Econometrics

Quantile Regressions

Understanding quantiles is fairly intuitive. A physician would rank in the τth quantile of in terms of quality of care if he performs better than the proportion τ of the reference group of physicians and worse than the proportion (1–τ). For physicians at the median, half of physicians will perform worse than this doctor and half will perform better.

Quantile regressions, however, offer the power to evaluate whether the predicted effect of selected explanatory variables on the outcome of interest differs depending on the where in the distribution the individual is located. Koenker and Bassett (1978) created these regression models and based them on the same intuition used to calculate the median. Today I review contrasts how quantile regressions work compared to ordinary least squares (OLS).

Mean vs. Quantile

The simplest way to compare OLS against quantile regression is to compare optimization methods for the mean and quantiles (e.g., median). Most people know the mean and median formulas, but the following specifications detail how to calculate these values for any sample using optimization techniques.

  • Mean: min μ∈ℜ Σ (yi – μ)2
  • Quantile: min ξ∈ℜ Σ ρτ(yi – ξ)

where the function ρτ(x) = x(τ – I(x<0)). In essence, the function ρτ tilts the absolute value function towards the quantile under investigation. For the mean, the goal is to pick the a parameter (the mean) which will minimize the sum of squared deviations. For the quantile, the goal is to pick a parameter which will minimize the sum of absolute deviations. For the median, the absolute deviations are weighted equally whereas for other quantiles deviations closer the quantile of interest receive more weight than those further away.

I have created this spreadsheet to more clearly demonstrate how calculating quantiles can be done in practice.  Wikipedia also has a nice example.

OLS vs. Quantile Regression

Again, compare the mechanisms by which OLS and quantile regressions choose the coefficients (i.e., β) to optimize the equations below.

  • OLS: min β∈ℜ Σ (yi – Xβ)2
  • Quantile Regression: min βτ∈ℜ Σ ρτ(yi – Xβτ)

When you calculate the sample mean, you are calculating the unconditional population mean [i.e., E(y)]. When you conduct the OLS regression, one calculates the conditional expectation function E(y|X)]. Similarly, the quantile regression is used to estimate the conditional quantile of the dependent variable.

To conduct the quantile regression in SAS, on can perform the QUANTREG function. In Stata one can use the qreg function.

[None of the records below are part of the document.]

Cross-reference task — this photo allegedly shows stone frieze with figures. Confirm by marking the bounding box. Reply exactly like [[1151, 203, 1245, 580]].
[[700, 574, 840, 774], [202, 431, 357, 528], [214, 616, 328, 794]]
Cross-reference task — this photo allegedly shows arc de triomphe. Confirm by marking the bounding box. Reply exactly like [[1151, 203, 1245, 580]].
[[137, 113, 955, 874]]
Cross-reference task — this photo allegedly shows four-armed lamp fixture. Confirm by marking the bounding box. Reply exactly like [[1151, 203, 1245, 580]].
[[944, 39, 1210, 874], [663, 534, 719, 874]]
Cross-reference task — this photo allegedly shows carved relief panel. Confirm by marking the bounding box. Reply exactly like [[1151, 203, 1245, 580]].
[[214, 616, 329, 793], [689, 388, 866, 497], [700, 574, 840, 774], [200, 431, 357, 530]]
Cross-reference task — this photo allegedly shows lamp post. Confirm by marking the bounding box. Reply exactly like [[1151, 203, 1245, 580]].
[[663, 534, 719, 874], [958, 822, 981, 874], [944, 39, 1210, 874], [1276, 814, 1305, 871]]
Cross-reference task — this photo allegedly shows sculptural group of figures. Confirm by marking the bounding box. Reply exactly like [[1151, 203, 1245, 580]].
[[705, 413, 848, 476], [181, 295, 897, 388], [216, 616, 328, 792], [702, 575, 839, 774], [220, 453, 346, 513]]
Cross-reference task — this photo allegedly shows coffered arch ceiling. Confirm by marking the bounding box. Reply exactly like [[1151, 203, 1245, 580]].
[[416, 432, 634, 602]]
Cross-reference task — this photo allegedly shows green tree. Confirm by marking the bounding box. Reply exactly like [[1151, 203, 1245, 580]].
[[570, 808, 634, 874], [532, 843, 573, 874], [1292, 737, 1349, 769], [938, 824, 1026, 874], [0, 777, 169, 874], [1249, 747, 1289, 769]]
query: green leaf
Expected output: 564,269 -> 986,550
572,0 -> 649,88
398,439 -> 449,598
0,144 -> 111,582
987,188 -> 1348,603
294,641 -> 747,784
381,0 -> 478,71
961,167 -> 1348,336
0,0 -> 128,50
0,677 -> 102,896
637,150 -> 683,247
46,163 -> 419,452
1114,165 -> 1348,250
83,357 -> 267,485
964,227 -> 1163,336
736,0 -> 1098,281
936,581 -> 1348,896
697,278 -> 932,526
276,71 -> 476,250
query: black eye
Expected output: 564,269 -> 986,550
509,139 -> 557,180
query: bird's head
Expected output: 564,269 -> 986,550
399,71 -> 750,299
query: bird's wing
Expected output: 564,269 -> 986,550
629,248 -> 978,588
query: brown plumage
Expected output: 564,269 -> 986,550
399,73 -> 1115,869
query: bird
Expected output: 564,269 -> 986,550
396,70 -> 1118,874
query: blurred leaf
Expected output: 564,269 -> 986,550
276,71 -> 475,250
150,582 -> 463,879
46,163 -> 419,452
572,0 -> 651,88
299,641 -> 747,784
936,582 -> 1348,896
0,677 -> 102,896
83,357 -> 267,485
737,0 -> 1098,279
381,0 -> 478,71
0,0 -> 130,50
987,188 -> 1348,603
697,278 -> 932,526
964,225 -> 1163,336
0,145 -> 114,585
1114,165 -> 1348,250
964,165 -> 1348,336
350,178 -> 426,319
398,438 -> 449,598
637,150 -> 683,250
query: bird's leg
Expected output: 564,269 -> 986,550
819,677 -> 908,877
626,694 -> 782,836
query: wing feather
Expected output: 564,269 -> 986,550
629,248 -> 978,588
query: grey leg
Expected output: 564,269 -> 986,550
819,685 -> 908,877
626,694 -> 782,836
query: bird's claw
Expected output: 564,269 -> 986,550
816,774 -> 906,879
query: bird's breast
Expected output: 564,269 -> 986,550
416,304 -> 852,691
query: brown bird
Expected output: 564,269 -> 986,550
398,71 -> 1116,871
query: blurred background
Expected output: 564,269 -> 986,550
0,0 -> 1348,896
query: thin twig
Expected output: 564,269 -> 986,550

Quantile Regression in Practice

An example of a paper using Quantile Regression includes the following: Johar, M. and Katayama, H. (2011), Quantile regression analysis of body mass and wages. Health Economics, 20: n/a. doi: 10.1002/hec.1736. This paper uses the National Longitudinal Survey of Youth 1979, to explore the relationship between body mass and wages. The researchers use quantile regression to provide a broad description of the relationship across the wage distribution. “Our results find that for female workers body mass and wages are negatively correlated at all points in their wage distribution. The strength of the relationship is larger at higher-wage levels. For male workers, the relationship is relatively constant across wage distribution but heterogeneous across ethnic groups.”